Tracking Objects In Motion

By Mark Myers, ObjectFX Corporation

Published in GeoWorld, February 2007

Technologies such as the Global Positioning System (GPS) and Radio Frequency Identification (RFID), as well as a new generation of sensing devices, have made it possible to monitor just about any human or physical activity and pinpoint that activity in time and space. Sensor networks and ubiquitous communication infrastructure can tie such data to back-end systems for a variety of applications.

Some obvious examples are vehicle-tracking systems used by commercial shippers as well as "people-tracking" services that have emerged in the United States and elsewhere. Although commercial and consumer-oriented "location-based services" have gotten most of the attention to date, there are several not-so-obvious applications in industry, public safety, homeland security and defense that use dynamic location data.

With so much data available, the key challenge for any application is to recognize the interesting and important exceptions. As humans, we’re good at determining what conditions should be flagged for response or closer scrutiny. But we’re not good at monitoring a lot of moving objects for long periods of time. Fatigue, distractions and simple human shortcomings nearly guarantee that some things will elude our attention.

Even at our best, we’re not able to track a large number of items simultaneously. Perhaps the most valuable function that a monitoring or tracking system can perform is to reduce the overwhelming amount of data down to a manageable subset for human response or further analysis.

Beyond GIS

Traditional GISs play a supporting role in these applications by providing a visual backdrop and location information for relatively static elements such as roads, buildings and geographic features as well as by displaying the location and geographic context of tracked objects. For example, a "breadcrumb trail" can be used to show the movement of a tracked object through time and space.

In a "geofencing" application, GIS tools are typically used to draw or select boundaries that are monitored for "enter" and "exit" events. Spatial queries and other spatial operations can be applied to determine if a tracked object is inside or outside a designated area.

These tools may be adequate for the most basic geofencing applications, but they fall short of exploiting the full value of dynamic location data in two respects:

  • In applications in which the number of tracked objects, boundaries and rules being actively monitored can number in the tens of thousands or millions, there are inevitable scalability problems.
  • The prevailing concept of geofencing needs to be expanded beyond simple enter and exit events. Factors such as speed, direction, density, proximity of moving objects to fixed or moving objects, altitude, and the all-important factor of time must be accommodated.

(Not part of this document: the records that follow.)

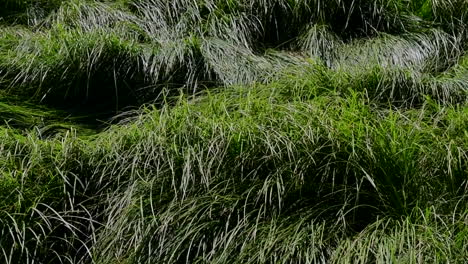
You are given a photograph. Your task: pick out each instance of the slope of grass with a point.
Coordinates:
(257, 131)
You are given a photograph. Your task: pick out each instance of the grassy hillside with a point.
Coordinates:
(221, 131)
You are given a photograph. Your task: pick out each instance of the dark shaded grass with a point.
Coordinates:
(349, 144)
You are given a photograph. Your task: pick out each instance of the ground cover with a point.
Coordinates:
(220, 131)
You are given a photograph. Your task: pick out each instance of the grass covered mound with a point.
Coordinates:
(221, 131)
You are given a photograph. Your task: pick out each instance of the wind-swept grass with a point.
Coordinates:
(266, 131)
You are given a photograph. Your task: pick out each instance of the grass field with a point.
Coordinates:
(224, 131)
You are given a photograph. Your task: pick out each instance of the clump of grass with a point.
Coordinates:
(340, 140)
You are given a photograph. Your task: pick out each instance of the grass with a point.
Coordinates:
(221, 131)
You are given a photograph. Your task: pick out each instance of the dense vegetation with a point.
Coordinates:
(233, 131)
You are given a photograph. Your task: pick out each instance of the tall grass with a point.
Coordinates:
(265, 131)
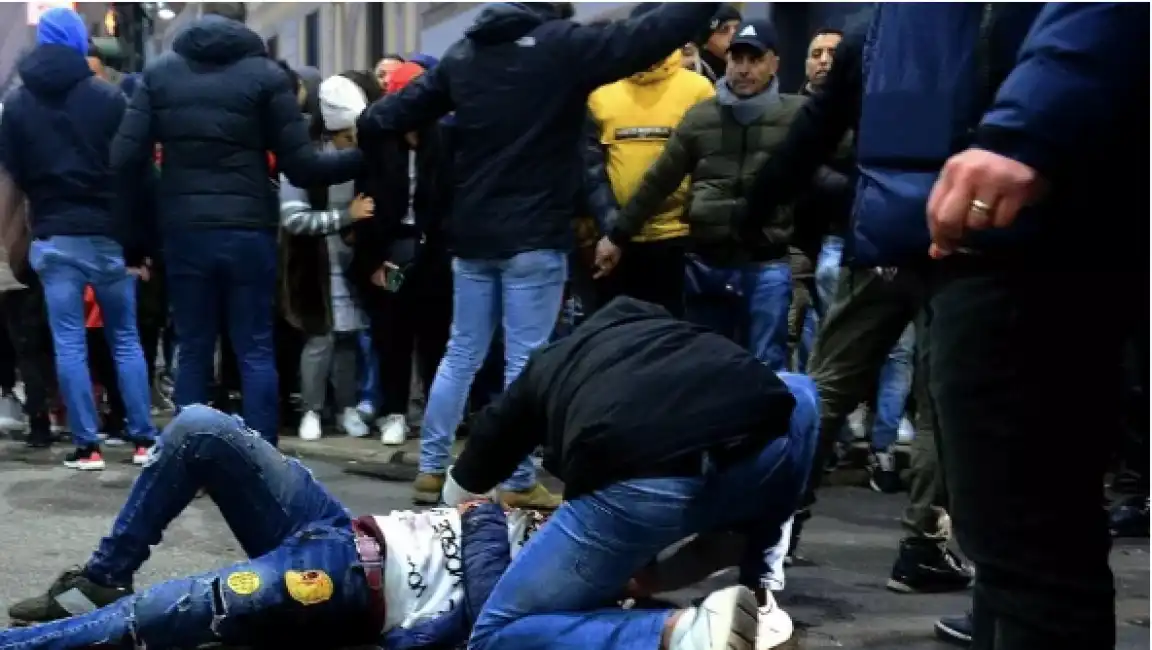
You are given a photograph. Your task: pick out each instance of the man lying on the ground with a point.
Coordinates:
(660, 430)
(319, 579)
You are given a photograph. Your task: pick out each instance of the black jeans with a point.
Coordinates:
(414, 319)
(28, 323)
(649, 271)
(1025, 436)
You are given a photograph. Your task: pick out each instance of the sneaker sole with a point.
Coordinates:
(950, 635)
(85, 466)
(734, 619)
(899, 587)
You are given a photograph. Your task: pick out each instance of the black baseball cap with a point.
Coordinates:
(758, 35)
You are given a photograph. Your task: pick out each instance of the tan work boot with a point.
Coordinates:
(536, 498)
(426, 489)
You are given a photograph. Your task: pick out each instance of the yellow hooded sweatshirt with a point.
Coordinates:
(636, 115)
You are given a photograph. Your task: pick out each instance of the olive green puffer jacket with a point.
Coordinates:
(722, 158)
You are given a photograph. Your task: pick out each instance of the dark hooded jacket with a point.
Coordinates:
(218, 105)
(518, 82)
(54, 142)
(630, 393)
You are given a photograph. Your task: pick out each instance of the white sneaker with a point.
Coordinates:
(310, 426)
(393, 429)
(726, 620)
(906, 432)
(774, 626)
(350, 423)
(12, 414)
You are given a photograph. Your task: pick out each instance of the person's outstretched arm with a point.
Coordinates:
(604, 53)
(421, 103)
(287, 130)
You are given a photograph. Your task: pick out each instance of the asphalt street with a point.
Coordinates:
(52, 518)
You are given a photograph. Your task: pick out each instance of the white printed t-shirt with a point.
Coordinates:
(423, 567)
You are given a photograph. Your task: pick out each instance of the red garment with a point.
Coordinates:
(403, 75)
(92, 317)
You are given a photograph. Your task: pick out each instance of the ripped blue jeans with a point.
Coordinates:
(283, 519)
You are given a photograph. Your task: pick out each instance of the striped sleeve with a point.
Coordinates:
(298, 218)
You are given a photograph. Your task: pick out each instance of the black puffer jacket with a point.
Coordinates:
(518, 83)
(218, 105)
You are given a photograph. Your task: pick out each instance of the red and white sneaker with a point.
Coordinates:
(86, 459)
(142, 454)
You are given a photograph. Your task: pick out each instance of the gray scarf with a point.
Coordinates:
(748, 110)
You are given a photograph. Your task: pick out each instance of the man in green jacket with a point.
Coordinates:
(739, 285)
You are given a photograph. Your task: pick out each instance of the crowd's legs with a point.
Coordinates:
(524, 293)
(27, 318)
(414, 320)
(234, 271)
(1006, 400)
(66, 266)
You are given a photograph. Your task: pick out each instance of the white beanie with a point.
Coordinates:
(341, 103)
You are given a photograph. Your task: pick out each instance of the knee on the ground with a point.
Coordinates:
(199, 418)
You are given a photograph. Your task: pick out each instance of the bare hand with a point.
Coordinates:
(977, 190)
(607, 257)
(362, 208)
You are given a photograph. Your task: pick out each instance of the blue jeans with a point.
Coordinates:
(895, 380)
(551, 595)
(369, 380)
(234, 271)
(282, 519)
(523, 293)
(66, 265)
(756, 312)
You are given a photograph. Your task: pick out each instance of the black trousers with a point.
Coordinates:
(649, 271)
(412, 320)
(1025, 437)
(31, 339)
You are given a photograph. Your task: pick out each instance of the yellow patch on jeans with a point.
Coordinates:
(244, 582)
(309, 587)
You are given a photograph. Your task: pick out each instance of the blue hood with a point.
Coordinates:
(62, 27)
(53, 69)
(505, 22)
(215, 39)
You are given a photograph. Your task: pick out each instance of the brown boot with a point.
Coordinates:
(426, 489)
(536, 498)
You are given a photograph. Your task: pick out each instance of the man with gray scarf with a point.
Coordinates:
(737, 285)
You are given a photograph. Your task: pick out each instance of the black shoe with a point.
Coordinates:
(1129, 518)
(926, 566)
(39, 432)
(883, 475)
(85, 459)
(70, 595)
(955, 629)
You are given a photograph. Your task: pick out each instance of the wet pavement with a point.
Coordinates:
(53, 516)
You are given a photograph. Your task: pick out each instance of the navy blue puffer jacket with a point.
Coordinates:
(218, 105)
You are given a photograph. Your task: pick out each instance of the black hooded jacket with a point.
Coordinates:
(218, 105)
(518, 82)
(631, 393)
(54, 142)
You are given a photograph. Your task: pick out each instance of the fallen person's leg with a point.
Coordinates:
(552, 596)
(301, 584)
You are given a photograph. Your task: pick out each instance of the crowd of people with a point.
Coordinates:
(622, 246)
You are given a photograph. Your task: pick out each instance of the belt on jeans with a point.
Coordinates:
(370, 549)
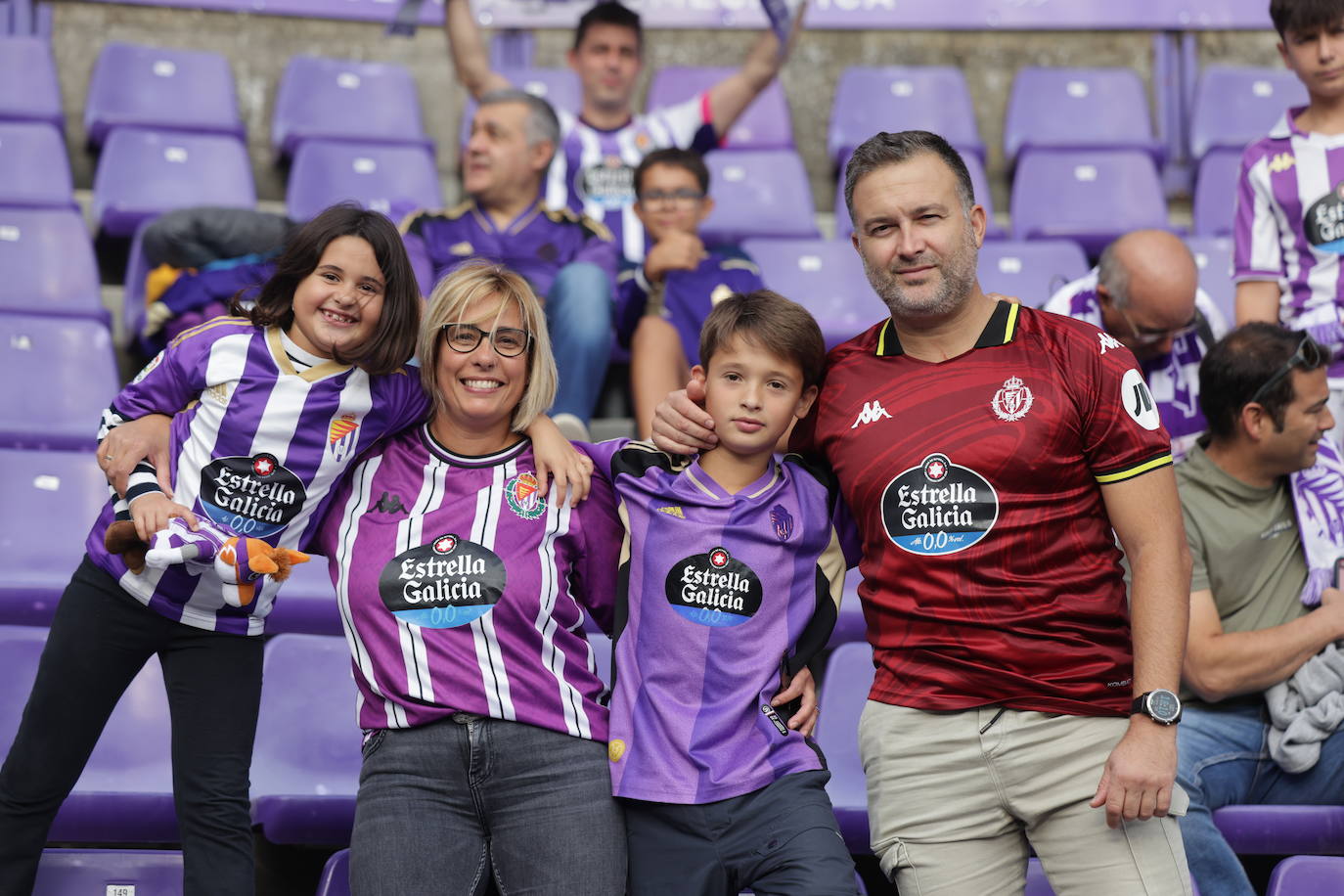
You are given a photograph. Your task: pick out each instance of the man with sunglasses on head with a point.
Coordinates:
(1143, 293)
(1261, 496)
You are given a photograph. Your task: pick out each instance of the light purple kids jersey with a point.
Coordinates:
(1174, 378)
(593, 171)
(718, 593)
(257, 450)
(1290, 223)
(463, 587)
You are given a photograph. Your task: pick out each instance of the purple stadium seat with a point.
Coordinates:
(34, 166)
(766, 122)
(850, 625)
(143, 173)
(61, 492)
(1282, 830)
(345, 100)
(49, 263)
(758, 193)
(1238, 105)
(74, 872)
(557, 86)
(28, 89)
(125, 791)
(305, 763)
(161, 89)
(1214, 259)
(335, 880)
(1086, 197)
(978, 183)
(306, 602)
(824, 276)
(1078, 109)
(1030, 272)
(1215, 193)
(374, 175)
(902, 98)
(61, 375)
(844, 690)
(1307, 876)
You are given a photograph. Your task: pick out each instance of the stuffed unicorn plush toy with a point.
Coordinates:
(240, 561)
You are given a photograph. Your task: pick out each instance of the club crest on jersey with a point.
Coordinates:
(524, 496)
(938, 507)
(714, 589)
(341, 435)
(251, 496)
(442, 585)
(1012, 400)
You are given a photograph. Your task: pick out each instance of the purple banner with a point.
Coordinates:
(901, 15)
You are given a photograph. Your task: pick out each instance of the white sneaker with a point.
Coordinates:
(571, 427)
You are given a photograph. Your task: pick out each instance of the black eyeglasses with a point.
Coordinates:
(509, 341)
(1308, 355)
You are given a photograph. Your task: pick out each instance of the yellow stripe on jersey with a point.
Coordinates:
(1135, 470)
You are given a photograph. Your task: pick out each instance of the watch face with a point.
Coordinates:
(1163, 705)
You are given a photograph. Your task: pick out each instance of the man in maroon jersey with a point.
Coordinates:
(989, 454)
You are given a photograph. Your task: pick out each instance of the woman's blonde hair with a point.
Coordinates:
(482, 281)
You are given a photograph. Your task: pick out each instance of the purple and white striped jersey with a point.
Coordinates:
(257, 450)
(718, 594)
(463, 587)
(1174, 378)
(593, 171)
(1289, 223)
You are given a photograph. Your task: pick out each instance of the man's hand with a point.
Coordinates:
(135, 441)
(680, 425)
(675, 251)
(1140, 773)
(802, 687)
(151, 514)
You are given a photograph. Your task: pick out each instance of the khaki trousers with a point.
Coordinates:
(955, 798)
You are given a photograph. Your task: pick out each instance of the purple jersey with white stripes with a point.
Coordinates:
(593, 171)
(719, 593)
(1289, 223)
(536, 245)
(686, 297)
(257, 450)
(1172, 378)
(463, 587)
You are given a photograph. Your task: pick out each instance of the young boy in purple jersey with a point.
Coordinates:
(730, 585)
(1289, 227)
(679, 281)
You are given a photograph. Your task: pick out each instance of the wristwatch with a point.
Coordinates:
(1160, 705)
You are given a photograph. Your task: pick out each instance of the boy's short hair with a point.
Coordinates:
(609, 13)
(676, 157)
(1304, 17)
(773, 323)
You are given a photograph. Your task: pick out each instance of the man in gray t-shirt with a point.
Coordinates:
(1264, 394)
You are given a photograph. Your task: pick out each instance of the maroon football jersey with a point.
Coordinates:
(991, 572)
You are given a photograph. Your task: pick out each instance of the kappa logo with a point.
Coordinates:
(1107, 342)
(1012, 400)
(872, 413)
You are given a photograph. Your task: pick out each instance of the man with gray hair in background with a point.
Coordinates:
(566, 258)
(1143, 293)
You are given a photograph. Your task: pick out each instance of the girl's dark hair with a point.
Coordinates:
(392, 341)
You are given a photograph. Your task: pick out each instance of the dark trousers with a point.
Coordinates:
(100, 639)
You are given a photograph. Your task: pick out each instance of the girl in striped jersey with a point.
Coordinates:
(463, 586)
(277, 405)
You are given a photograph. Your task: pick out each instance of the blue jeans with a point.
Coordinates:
(1225, 760)
(578, 312)
(445, 806)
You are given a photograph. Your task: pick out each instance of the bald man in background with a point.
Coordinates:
(1143, 293)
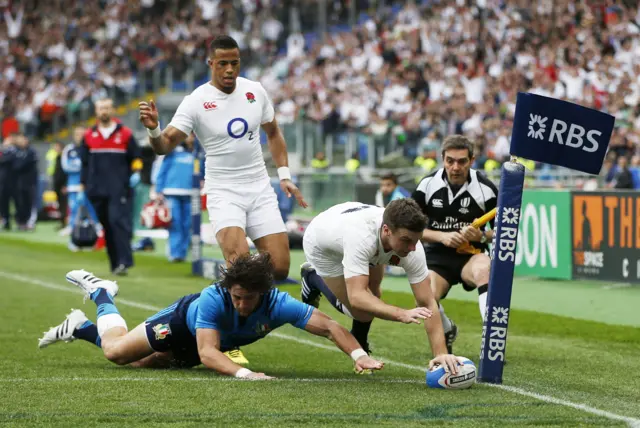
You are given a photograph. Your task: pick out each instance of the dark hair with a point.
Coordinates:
(404, 214)
(457, 142)
(222, 42)
(390, 176)
(253, 272)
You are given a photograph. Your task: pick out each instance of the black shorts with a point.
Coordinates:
(167, 331)
(449, 265)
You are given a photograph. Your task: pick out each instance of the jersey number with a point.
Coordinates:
(235, 134)
(354, 209)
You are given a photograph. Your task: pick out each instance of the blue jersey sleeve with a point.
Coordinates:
(291, 311)
(210, 309)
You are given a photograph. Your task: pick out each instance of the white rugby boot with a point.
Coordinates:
(89, 283)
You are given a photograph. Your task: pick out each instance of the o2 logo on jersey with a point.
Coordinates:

A Spatiotemporal Rule Engine

To improve this situation, we need a specialized, "pluggable" middleware component capable of processing large amounts of spatial and temporal data in a streaming format against a set of constantly changing rules and boundaries. The concept isn’t a radical departure, but a natural evolution of a long-standing concept adapted to spatiotemporal rule processing. As a middleware component, a spatiotemporal rule engine should be easily integrated. Beyond the core engine capable of processing spatiotemporal rules, the resources required by such a system are minimal: a database of spatial and temporal boundaries that define the areas and timeframes of interest, and a set of rules defined by users.

Interfaces to such a system can be minimal and straightforward. Inputs can be "location reports" or "observations" from collection systems that contain, at minimum, a unique identifier for the tracked object, a time stamp and a location. Additional metadata may be included and used in rule processing.

The system’s output can be considered an "event" that’s produced when a rule tests true, and it typically would contain contextual information identifying the event’s subject and targets, time and position, and rule logic used to detect it.

Events produced by a spatiotemporal rule engine can trigger downstream actions that are under the control of the "host" application. For example, an event could cause a symbol or alert to appear on a map to inform a human operator, trigger an automated response from another application or generate an e-mail alert.

The Human Element

Automated rule processing isn’t a substitute for human reasoning. It’s a way to encapsulate human understanding in a set of rules so we can mine large amounts of location data and reduce them to manageable proportions, letting humans focus on what’s most important.